Around 1887 the family imigrated to the United States and settled in Chicago. The senior Mr. Richter passed away a couple of years later and Henry had to support the family. He went to night school to learn English and he became a US citizen in 1894. He took a series of labor type jobs, and in the process learned art to make paintings from photographs while working for a commercial art company.
Henry wanted to develop his art skills and around 1900 attended an Art Academy which became the Chicago Art Institute. He studied privately with E. A. Burbank, a well known artist who painted portraits of Native Americans. His painting went well, and in 1904 he opened a studio and exhibited his work widely. Due to the favorable reviews in the press, Henry was offered a teaching position in the Colorado State Normal School at Gunnison in 1911, which later became Western Colorado University. The Normal School was short of funds and staff, so Henry taught art, German, and the violin. He served as first violin in the WSC orchestra. Henry painted several large murals for his classroom, which are now restored and displayed in the Leslie Savage Library.
Henry took a leave of absence from WSC in 1913 for more study in Europe with Professor Knirr at his private art school in Munich. He cut his time short, returning to the United States in 1914, and the day he arrived in New York, war was declared. He returned to his Gunnison teaching position, and quickly had several exhibitions of the new works he had painted in Europe.
In 1915 he married Catherine Moore, who was from Grand Junction, Colorado. After they were married, they lived in the old La Veta Hotel in Gunnison. After a year of very little for Catherine to do, and Henry with little time to paint, she asked to take over his teaching responsibility, giving her husband the time to paint. He took extensive sketching trips around Gunnison area, and was known particularly for his paintings of snow scenes.
In 1919 the Richters took teaching positions at Drake University in Des Moines, Iowa.

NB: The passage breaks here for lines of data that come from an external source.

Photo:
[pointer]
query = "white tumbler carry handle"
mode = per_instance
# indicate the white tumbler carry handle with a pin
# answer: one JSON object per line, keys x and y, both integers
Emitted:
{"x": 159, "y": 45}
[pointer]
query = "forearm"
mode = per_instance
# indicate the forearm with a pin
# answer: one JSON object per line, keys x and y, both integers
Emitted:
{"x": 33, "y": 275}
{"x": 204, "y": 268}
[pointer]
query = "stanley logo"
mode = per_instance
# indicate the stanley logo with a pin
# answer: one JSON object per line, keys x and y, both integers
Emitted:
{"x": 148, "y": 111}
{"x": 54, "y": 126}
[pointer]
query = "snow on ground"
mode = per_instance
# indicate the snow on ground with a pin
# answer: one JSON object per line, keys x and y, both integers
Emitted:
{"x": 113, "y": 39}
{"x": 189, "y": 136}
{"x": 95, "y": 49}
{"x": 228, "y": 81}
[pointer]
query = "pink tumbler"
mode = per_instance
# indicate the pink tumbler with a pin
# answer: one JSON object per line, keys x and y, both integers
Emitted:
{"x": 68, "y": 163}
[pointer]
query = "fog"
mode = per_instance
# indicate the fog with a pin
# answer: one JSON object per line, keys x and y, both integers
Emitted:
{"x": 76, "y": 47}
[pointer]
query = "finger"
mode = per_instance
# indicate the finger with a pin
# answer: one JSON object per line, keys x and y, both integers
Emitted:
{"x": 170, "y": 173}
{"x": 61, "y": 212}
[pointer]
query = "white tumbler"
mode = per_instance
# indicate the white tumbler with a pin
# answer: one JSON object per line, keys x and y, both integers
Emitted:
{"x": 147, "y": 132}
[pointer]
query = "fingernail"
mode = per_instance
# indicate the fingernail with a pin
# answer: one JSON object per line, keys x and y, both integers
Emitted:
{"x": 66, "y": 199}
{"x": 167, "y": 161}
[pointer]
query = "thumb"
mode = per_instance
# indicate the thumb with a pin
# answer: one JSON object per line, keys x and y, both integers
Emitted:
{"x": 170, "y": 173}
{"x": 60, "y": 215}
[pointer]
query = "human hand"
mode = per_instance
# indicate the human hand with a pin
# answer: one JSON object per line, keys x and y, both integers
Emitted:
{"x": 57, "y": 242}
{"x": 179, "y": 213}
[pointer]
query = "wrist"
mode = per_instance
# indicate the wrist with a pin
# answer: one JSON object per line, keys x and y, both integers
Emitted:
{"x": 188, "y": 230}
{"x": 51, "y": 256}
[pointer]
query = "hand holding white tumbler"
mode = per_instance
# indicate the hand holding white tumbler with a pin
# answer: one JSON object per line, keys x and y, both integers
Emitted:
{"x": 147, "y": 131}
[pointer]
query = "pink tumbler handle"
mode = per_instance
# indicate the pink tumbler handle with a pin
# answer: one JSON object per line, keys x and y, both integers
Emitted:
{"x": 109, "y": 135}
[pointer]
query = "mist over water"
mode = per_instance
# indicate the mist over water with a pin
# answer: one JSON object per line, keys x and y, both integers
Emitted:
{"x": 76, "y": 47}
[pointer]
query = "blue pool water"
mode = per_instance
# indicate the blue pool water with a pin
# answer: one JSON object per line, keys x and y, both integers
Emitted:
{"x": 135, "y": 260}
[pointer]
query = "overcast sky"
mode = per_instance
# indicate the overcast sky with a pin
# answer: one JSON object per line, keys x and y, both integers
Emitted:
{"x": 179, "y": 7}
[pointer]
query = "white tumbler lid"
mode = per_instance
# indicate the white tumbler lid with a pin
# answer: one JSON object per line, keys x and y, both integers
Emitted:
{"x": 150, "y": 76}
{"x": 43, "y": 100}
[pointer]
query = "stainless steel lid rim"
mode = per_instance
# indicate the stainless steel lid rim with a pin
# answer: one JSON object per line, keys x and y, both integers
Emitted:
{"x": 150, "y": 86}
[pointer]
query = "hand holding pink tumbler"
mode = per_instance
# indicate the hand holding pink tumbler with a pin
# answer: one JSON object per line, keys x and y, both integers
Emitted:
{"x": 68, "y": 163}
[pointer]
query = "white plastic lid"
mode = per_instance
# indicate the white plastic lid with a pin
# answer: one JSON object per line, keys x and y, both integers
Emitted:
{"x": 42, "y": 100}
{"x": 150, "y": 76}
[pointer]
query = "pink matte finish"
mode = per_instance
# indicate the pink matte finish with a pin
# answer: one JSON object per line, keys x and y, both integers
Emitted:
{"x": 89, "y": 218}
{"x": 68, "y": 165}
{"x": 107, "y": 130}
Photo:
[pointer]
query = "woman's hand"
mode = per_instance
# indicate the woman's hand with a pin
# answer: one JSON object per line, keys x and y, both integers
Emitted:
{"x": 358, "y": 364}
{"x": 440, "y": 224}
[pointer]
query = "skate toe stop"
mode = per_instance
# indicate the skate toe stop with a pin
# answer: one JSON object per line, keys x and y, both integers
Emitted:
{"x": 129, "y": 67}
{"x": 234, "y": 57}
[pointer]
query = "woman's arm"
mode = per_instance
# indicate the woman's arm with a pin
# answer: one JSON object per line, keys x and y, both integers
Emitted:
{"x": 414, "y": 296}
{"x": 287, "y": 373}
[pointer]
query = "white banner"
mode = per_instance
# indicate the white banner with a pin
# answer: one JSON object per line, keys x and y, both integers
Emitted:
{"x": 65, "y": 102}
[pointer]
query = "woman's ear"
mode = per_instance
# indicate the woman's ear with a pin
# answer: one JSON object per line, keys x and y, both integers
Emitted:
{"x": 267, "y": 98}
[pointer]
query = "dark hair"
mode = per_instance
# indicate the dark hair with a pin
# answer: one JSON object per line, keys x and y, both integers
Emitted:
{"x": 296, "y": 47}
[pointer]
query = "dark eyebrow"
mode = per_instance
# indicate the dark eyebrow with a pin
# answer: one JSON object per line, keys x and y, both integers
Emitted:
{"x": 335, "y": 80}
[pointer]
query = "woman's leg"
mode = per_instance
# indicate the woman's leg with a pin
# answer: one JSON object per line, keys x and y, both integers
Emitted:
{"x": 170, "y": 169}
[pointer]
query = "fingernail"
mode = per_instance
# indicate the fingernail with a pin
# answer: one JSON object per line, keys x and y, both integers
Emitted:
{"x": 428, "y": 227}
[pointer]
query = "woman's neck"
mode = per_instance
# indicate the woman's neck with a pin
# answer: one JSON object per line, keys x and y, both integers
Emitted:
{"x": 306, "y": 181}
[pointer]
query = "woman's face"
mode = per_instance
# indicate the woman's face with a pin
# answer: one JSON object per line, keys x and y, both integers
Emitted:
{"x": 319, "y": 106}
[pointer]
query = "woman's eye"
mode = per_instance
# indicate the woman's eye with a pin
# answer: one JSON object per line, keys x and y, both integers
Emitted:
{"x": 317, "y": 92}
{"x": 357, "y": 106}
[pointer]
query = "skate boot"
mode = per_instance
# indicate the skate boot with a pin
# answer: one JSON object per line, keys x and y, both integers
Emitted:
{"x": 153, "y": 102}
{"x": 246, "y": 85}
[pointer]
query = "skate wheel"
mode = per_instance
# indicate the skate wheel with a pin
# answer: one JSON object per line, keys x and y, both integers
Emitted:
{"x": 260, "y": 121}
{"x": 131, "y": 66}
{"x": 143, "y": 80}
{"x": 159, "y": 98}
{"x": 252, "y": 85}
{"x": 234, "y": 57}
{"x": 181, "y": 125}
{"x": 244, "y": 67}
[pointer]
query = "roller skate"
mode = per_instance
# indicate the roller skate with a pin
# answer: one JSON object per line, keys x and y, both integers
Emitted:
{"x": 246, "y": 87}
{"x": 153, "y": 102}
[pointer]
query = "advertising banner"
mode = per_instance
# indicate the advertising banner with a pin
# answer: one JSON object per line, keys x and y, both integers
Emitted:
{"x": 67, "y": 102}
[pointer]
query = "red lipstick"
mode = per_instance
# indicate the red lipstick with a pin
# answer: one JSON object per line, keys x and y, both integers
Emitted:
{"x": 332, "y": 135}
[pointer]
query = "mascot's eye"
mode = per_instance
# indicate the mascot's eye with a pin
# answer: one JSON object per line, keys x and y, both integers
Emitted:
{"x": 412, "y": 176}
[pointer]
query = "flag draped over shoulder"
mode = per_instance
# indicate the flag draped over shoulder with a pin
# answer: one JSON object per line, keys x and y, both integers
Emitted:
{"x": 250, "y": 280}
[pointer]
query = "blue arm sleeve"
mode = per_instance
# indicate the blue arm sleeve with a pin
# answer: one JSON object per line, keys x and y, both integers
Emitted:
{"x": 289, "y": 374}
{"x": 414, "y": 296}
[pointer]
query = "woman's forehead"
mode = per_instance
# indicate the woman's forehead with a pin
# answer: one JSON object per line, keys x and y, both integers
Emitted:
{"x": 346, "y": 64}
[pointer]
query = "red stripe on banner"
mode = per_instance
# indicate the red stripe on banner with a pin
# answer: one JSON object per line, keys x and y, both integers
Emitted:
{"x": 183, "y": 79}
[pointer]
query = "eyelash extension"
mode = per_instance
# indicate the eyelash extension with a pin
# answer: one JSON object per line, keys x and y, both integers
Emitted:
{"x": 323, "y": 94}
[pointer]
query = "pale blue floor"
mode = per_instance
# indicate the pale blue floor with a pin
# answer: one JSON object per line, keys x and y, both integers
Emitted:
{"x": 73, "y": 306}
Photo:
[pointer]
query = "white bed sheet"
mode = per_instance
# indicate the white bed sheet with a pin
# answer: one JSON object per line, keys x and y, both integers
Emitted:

Henry worked in the college of Fine Arts and Catherine taught in the College of Education. In 1920 the lure of the West called them and they moved to Long Beach, CA. Catherine had a teaching position at Polytechnic High School and Henry took a number of private pupils, painted, and taught art in night school at Poly High.
The family which now included Henry Jr. went to Europe in 1930 for a sketching trip which resulted in many fine paintings. It was cut short to avoid the growing Spanish revolution. The family was soon joined by daughter Elsa, and moved in 1939 to the country type-setting in Rolling Hills, in the southwest portion of the Los Angeles Basin. There Henry Sr. had a number of private pupils, painted, and exhibited extensively throughout Southern California, including Laguna Beach. He was well known for his desert scene paintings. Henry L. Richter, Sr., passed away in 1960, just short of 90 years of age.
Henry’s prolific career produced paintings of European scenes, Colorado mountain landscapes, California landscapes and desert scenes, and portraits in both oil and watercolor.